Il tema del cambiamento d’identità, della spersonalizzazione, della trasformazione e del camuffamento ha sempre permesso agli autori di vagare nelle loro trame narrative e di costruire testi originali. Eppure, la metamorfosi non è solo un cambio di aspetto, un travestitismo, ma ha anche a che vedere con un processo continuativo di invecchiamento, crescita, sviluppo, maturazione o, in alcuni casi, di totale trasformazione.
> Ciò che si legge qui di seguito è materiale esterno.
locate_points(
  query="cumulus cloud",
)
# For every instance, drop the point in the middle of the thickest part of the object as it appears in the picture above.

Se si volge lo sguardo alla letteratura contemporanea, non si può fare a meno di citare “Le Avventure di Pinocchio”, di Carlo Collodi in cui il protagonista, da pezzo di legno, passa a burattino e, infine, a bambino. Tutti i personaggi di narrazioni fantastiche, in virtù dei loro poteri, riescono a trasformarsi e ad assumere identità diverse sottoponendosi a metamorfosi d’identità espressamente volute: in “Harry Potter”, di Joanne Rowling, la professoressa McGranitt si trasforma in un gatto; James, il papà di Harry, si trasforma in un cervo; Sirius, il padrino di Harry, diventa un cane. Il conte Olaf, in “Una serie di sfortunati eventi”, di Lemony Snicket, utilizza le più disparate maschere per l’ottenimento dei suoi scopi. Ma non vanno neppure dimenticati personaggi come il licantropo, che di notte si trasforma in lupo, e il vampiro, mutato in pipistrello.

Nella letteratura del nostro tempo, tre delle più interessanti e riuscite narrazioni sul tema della metamorfosi sono “La Metamorfosi”, di Franz Kafka, “Il naso”, di Nikolaj Gogol e “Il seno”, di Philip Roth.